Hello everyone! I have a subordiante supervisor (Amy) who, in certain aspects, cares too much about her direct reports. I know that sounds super wierd but here is an example of the stuff I am talking about:

Our department provides staffing (stagehands and production personnel) to clients (usually touring rock shows and boradways shows) and often times schedules change at the last minute. For example, yesterday a theater company whose show opens today was scheduled to be in at 5:00 PM for a 7:30 PM start time. Well they did not get finished building the set yesterday (mostly because they were unorganized) so they now need to come in at 12:00 PM. We schedule on an as needed basis so this results in one of our staff having to change his personal schedule to come in early. This happens pretty routinely (a couple of times a week) and we do not have the budget to hire staff to anticipate these changes. Amy has had a difficult time with the fact that we are routinely causing hardships to the employees.

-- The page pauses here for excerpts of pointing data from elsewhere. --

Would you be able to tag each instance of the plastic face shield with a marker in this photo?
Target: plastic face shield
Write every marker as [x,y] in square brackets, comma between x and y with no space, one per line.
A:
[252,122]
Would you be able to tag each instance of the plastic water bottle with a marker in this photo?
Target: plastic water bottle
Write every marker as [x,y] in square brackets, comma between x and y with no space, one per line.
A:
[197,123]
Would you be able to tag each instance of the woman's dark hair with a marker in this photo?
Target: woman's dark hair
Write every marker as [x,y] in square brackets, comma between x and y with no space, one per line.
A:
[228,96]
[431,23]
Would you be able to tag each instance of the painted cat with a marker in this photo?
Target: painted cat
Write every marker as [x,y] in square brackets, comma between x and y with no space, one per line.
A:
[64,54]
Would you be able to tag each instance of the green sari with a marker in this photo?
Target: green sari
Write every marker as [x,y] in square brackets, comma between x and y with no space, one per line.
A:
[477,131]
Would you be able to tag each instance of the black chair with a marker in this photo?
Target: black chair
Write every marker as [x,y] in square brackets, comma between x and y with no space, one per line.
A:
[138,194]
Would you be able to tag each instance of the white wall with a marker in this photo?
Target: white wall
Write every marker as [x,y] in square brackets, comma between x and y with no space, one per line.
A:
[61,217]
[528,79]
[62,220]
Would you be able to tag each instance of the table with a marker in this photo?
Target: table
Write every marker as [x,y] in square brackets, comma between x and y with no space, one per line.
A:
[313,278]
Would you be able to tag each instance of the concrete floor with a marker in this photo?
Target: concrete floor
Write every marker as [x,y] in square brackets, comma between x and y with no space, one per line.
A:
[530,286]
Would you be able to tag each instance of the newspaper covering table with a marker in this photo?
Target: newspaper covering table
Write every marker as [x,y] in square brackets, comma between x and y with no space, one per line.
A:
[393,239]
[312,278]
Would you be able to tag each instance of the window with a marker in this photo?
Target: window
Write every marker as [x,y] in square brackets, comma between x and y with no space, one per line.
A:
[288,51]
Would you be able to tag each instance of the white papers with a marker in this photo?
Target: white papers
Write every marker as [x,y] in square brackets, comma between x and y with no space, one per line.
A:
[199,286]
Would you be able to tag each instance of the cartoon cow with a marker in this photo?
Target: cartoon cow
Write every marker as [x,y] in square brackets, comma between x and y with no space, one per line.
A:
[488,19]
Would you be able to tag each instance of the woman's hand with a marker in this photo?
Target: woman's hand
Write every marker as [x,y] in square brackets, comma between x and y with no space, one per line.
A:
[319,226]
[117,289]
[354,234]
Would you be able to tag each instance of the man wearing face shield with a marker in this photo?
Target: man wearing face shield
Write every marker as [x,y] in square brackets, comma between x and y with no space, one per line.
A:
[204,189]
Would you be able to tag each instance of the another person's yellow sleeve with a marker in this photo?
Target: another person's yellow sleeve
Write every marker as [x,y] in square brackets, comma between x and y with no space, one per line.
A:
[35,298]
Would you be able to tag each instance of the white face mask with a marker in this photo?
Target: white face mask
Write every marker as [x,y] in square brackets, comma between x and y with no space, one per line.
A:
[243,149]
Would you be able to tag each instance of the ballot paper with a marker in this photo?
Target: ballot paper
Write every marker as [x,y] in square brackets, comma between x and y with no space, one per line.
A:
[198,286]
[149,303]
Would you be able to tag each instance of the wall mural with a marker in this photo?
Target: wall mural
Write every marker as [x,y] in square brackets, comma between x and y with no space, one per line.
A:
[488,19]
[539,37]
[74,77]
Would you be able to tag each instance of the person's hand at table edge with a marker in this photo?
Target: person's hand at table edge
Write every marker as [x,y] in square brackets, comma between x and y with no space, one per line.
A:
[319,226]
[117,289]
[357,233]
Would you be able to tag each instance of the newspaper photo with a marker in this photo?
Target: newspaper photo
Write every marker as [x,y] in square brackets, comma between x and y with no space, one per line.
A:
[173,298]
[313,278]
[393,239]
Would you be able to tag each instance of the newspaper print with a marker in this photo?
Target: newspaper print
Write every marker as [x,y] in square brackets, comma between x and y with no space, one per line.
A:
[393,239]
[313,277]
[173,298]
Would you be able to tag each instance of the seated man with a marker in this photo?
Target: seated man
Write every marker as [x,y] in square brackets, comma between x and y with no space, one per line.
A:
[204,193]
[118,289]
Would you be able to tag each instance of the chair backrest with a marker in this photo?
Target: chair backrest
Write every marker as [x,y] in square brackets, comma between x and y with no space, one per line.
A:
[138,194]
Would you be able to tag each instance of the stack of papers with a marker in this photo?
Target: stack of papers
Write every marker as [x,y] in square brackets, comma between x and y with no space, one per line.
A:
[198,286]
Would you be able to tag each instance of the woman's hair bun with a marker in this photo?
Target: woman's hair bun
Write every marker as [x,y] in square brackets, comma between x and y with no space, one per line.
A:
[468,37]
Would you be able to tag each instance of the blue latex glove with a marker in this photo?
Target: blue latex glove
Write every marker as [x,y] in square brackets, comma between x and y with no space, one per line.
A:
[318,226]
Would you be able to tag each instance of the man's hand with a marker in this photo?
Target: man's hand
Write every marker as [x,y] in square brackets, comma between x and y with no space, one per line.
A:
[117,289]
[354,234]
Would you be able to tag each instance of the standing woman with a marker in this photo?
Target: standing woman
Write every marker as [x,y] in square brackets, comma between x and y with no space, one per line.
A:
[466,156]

I have talked with her about it pretty extensivly and her heart is very much in the right place but she needs to learn or internalize somehow that, on a certain level, her staff sometimes need to be considered resources that you place rather than people who you conistantly do a disservice to. Given the fact I have never served in the military i feel somewhat wierd about using this analogy but on a certain level a general has to view his soldiers as resources and sometime has to send them on objectives where he/she knows there will be a lot of hardship and/or loss of life. Amy fully understands that and agrees with it but still has an emotional problem with it.

Does anyone have any experience with this type of thing or can anyone recommend any resources that can help convey this type of thinking in a better way to help her thinkin this manner? BTW all of her directs understand the situation and are as okay with it as they can be...



US41's picture

Are you having one on one's with Amy?

Do you have a coaching plan for Amy?

Also, someone's feelings are internal settings to them. They have a right to feel any way they want to about something, but they don't have a right to make bad business decisions based on those feelings or fail to perform their duties because of it. 

In fact, I'd recommend giving feedback about expressing those feelings publicly in any way where the employees or management can see it.